Walker also announced, "Nortel selected our bid as the 'stalking-horse bid,' which is the starting point against which others will bid prior to the auction." Google had bid $900 million for the broad portfolio of network-related patents.

However, Google's bid lost, resulting in the patents being won by many of its rivals, including Apple, Microsoft and RIM. After losing the patent auction, Walker noted that "a patent isn’t innovation. It’s the right to block someone else from innovating."

"Patents are government-granted monopolies," Walker further complained, which is the actual definition of a patent.

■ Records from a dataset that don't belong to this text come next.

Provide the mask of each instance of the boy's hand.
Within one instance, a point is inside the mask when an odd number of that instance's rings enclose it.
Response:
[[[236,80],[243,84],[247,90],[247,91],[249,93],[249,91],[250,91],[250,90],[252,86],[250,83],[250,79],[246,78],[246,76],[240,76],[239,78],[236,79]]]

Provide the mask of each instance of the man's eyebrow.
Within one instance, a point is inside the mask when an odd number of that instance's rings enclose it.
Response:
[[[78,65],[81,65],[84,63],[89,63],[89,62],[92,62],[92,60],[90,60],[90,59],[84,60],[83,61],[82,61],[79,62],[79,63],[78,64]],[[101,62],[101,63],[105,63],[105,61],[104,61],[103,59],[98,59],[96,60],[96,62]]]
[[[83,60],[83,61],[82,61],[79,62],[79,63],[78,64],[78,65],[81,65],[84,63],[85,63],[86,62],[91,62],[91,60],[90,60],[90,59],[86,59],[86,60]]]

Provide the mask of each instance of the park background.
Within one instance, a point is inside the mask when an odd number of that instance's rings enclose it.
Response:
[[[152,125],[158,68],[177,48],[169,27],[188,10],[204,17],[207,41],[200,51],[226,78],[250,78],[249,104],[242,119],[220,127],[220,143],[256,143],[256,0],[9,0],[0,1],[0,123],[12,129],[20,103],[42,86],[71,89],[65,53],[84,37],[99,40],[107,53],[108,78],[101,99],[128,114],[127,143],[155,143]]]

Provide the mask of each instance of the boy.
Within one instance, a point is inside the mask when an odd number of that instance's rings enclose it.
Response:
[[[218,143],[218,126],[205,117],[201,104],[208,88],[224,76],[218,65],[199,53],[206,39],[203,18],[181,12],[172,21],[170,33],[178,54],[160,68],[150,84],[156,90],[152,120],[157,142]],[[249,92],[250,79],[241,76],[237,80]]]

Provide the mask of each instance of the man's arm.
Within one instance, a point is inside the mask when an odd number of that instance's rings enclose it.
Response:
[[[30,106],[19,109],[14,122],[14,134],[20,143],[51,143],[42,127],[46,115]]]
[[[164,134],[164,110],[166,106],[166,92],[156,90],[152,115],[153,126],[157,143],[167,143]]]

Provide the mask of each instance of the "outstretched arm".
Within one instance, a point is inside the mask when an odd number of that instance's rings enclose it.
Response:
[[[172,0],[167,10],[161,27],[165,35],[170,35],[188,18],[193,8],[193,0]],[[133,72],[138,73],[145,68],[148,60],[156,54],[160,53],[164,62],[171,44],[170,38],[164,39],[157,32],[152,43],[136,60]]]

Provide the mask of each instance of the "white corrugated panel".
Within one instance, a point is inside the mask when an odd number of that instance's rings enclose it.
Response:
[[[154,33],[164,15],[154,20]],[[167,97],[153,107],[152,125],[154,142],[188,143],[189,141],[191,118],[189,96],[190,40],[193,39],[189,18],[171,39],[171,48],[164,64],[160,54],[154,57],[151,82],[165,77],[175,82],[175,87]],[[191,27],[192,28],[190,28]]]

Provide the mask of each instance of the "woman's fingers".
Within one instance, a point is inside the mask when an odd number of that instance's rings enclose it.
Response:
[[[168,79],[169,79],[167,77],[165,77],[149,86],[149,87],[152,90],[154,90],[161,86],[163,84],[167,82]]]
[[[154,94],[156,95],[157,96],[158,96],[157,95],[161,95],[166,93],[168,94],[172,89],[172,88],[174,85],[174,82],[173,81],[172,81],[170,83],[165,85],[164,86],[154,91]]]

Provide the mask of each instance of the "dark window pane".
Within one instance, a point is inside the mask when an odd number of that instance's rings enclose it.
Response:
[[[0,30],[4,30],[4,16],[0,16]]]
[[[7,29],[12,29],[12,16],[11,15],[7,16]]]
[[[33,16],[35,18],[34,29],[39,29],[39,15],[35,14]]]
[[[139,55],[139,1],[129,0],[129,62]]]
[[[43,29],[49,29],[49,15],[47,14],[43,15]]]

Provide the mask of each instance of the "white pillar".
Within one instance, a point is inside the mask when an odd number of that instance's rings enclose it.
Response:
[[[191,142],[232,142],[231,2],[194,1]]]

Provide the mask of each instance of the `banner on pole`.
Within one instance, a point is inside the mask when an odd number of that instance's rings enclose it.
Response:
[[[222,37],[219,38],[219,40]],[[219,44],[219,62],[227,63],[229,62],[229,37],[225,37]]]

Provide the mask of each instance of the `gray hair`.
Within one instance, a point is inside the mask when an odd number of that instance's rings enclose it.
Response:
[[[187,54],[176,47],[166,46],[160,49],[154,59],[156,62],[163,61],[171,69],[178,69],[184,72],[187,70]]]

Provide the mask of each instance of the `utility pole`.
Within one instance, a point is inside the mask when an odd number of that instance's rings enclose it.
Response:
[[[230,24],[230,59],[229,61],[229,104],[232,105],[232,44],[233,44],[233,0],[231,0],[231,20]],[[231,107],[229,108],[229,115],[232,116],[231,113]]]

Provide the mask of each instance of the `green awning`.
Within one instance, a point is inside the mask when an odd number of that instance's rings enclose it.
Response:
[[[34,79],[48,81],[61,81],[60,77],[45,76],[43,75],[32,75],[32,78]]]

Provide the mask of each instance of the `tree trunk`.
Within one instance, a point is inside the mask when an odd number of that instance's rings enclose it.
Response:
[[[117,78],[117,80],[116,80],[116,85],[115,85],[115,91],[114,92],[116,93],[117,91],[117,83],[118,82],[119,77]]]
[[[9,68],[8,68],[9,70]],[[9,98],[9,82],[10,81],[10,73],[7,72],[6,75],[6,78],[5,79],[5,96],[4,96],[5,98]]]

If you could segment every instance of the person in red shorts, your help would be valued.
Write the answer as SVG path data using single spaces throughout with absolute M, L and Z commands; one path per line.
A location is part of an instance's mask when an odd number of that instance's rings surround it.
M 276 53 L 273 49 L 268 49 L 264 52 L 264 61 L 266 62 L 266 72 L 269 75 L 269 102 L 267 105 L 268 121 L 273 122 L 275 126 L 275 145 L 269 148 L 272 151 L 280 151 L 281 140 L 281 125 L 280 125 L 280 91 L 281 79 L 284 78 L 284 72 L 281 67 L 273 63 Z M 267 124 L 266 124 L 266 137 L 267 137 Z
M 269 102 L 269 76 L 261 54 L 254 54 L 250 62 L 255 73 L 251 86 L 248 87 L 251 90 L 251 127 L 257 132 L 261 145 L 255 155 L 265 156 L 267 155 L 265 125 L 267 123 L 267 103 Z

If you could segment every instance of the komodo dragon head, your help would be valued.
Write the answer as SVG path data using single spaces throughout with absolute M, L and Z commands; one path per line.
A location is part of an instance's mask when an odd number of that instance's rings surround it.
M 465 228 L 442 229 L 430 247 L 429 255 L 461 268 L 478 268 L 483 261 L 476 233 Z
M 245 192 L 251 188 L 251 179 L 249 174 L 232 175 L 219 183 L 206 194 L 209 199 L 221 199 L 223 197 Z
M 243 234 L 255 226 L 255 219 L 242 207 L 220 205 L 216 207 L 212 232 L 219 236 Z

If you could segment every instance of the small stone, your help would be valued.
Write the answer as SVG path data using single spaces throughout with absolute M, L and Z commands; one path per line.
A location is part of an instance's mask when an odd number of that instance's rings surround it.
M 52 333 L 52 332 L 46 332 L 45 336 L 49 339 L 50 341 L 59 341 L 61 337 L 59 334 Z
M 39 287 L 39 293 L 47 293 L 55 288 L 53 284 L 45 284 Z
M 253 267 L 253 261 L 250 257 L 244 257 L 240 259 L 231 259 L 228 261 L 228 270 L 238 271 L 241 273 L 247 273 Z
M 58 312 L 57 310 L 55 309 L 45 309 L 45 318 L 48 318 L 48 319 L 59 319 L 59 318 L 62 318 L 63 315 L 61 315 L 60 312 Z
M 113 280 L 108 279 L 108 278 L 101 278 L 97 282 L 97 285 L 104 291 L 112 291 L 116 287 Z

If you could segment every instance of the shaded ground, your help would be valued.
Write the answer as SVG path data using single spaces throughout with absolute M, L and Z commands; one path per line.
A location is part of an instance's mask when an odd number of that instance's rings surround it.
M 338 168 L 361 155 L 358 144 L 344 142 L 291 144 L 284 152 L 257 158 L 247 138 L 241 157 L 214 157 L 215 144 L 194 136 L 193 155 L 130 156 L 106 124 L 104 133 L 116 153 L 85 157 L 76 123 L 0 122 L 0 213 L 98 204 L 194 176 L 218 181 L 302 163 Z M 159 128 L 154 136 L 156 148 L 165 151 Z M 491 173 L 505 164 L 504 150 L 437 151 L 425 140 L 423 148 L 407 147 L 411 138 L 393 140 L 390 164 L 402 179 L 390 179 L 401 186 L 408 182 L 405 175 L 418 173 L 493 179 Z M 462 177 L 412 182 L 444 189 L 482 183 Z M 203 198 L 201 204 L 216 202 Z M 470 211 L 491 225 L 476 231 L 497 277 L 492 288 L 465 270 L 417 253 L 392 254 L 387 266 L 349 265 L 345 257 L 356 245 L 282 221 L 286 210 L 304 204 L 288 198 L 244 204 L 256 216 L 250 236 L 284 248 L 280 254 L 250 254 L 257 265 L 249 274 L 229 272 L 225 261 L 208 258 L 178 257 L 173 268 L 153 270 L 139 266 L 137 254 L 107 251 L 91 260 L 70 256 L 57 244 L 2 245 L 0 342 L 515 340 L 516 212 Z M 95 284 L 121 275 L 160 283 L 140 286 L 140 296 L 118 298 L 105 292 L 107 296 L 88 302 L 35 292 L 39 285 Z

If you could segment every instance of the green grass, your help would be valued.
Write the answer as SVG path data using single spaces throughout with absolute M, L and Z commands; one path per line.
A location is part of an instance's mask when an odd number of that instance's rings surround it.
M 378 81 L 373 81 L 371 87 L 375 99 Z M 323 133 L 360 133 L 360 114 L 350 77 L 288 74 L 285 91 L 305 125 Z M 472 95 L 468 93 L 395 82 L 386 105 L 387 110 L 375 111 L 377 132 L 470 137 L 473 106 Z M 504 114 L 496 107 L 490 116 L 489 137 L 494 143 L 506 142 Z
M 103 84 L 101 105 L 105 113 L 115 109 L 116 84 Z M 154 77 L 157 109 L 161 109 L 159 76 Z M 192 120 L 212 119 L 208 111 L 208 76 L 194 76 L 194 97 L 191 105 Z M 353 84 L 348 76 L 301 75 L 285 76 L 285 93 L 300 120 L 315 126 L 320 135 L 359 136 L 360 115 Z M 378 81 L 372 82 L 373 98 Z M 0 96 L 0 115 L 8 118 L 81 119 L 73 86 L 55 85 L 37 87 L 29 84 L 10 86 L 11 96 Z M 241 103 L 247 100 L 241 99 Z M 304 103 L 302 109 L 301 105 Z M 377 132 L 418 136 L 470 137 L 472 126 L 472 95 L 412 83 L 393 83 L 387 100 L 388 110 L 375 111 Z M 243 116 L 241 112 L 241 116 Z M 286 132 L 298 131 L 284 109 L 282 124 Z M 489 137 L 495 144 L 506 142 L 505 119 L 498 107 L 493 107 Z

Google has subsequently acquired 1,000 IBM patents, ostensibly with the goal of earning the right to block someone else from innovating.

Google's description of Apple and Microsoft as patent-wielding co-conspirators against Android is remarkable given that Apple itself has become the most popular target of patent trolls while Microsoft has paid out vast million dollar settlements to license patented concepts related to the products it makes.

Unlike Apple, Google has not waged patent defenses in the smartphone arena itself, neither in paying millions to license patented IP for its platform (as Apple recently did with Nokia), nor in directly working to overturn the validity of dubious patent claims (as Apple has repeatedly sought to do, often successfully).

Patents could thwart Google's copying right and left

On the other hand, Google has routinely dodged the issues of intellectual property, initially founding its business upon the infringement of the patented technology of rival Overture (which it eventually paid off through an all-stock settlement with Yahoo after that company's acquisition of Overture).

The search giant subsequently acquired Android, a licensee of Oracle's Java platform, and made enough changes to the mobile platform to claim no need to any longer pay Oracle's licensing fees.

It then backed out of its close partnership with Apple to position Android as an iPhone alternative, while making conflicting comments about whether Android infringed upon Apple's iPhone patents, including multitouch interface gestures that were initially left out, then later folded into the Android platform wholesale.

Android licensees, many of whom were also Windows Mobile licensees, have individually reached licensing deals with Microsoft that cover patents that company owns in the smartphone space, resulting in more external operating expense than Google originally represented for its ostensibly free Android platform.

Google's efforts to closely duplicate the business of, for example, Facebook and Twitter in social networking and OpenX in display advertising indicate that Google's definition of "innovation" is often just an attempt to copy others, an effort that has similarly been promoted by its Android licensees, prompting lawsuits such as Apple's against Samsung that claim "slavish" efforts to steal everything from the box design to the design of the hardware and software elements.

Android also facing other assaults

Drummond further complained that "our competitors want to impose a 'tax' for these dubious patents that makes Android devices more expensive for consumers," while also suggesting that the government would likely intervene on its behalf, while also suggesting that the purported overpayment of patents beyond their actual value would eventually result in a bursting of the "patent bubble."

If the patent problem doesn't solve itself, "consumers could face rising costs for Android devices — and fewer choices for their next phone," Drummond warned.

While Android faces new costs related to patent infringement, it has also proven unable to generate profits compatible to Apple's iPhone business for its own licensees.

Despite being nearly free to implement, primary Android licensees ranging from LG to Motorola to Sony Ericsson have failed to make substantial money on the platform, with all three posting losses in the last quarter.

Samsung and HTC, while selling about as many phones combined as Apple in the last quarter, still failed to generate more than a small fraction of Apple's profits, despite their heavy borrowing from Apple's research and development and marketing to sell their own products.